Ma dove sta il “risultato meraviglioso” annunciato? In che senso il popolo della vita sarebbe “molto più numeroso di quanto non si pensi” e ci sarebbe una sua “possibile rinascita”? È vero che chi ha un po’ di buon senso si aspetterebbe che i pro-life fossero ancor meno, ma i numeri mostrano che negli ultimi 15 anni hanno perso altre 30.000 unità, cioè che anche lo zoccolo duro è in progressiva diminuzione (passa a circa poco più dello 0.2%). Possiamo capire che i dirigenti pro-life cerchino di sostenere gli animi dei militanti e di contrastare lo sconforto, ma i numeri sono chiari e mostrano che i pro-life stanno diventando un po’ come i monarchici, che non sono scomparsi ma hanno perso rilievo pubblico e politico: ridotti al lumicino sono in via d’estinzione.
Gli uni perché non hanno capito che l’aristocrazia è ormai fuori tempo, gli altri perché non colgono lo spirito e la forza dei diritti riproduttivi che si stanno sempre più diffondendo.

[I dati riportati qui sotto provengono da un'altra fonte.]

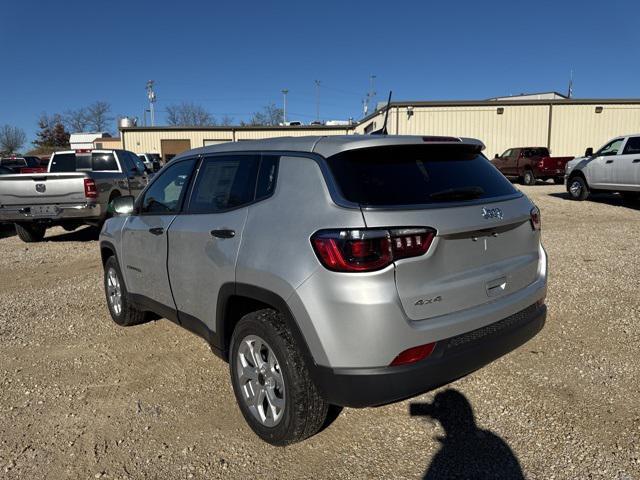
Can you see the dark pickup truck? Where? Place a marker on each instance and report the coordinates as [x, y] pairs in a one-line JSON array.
[[530, 164]]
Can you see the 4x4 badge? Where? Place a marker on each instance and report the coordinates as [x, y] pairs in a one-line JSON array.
[[489, 213]]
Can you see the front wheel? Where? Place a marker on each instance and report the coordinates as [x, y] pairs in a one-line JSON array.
[[30, 232], [528, 178], [577, 188], [271, 381]]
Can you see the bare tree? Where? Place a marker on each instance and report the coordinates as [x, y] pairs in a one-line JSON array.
[[98, 117], [76, 120], [270, 115], [188, 114], [12, 139]]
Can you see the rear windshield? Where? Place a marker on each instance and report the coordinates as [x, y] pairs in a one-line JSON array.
[[416, 175], [70, 162], [535, 152]]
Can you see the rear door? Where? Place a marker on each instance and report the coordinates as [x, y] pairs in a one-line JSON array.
[[627, 165], [485, 246], [204, 241], [144, 236]]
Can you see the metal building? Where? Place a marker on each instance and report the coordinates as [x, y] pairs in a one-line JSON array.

Anche se la PdL “Un cuore che batte” ha superato il quorum richiesto, il risultato ottenuto dalla raccolta firme è una sostanziale sconfitta per la prospettiva pro-life: un altro tracollo, perché il calo dei consensi mostra che gli italiani vogliono mantenere il controllo della riproduzione acquisito con la contraccezione e con la l. 194/78. Invece di discutere l’assurda proposta di legge di iniziativa popolare è bene che il Parlamento cominci a prevedere un allargamento delle libertà riproduttive, in linea con quanto sta avvenendo nel mondo civile e avanzato in cui si promuovono i diritti riproduttivi e come proposto da tempo dalla Consulta di Bioetica Onlus.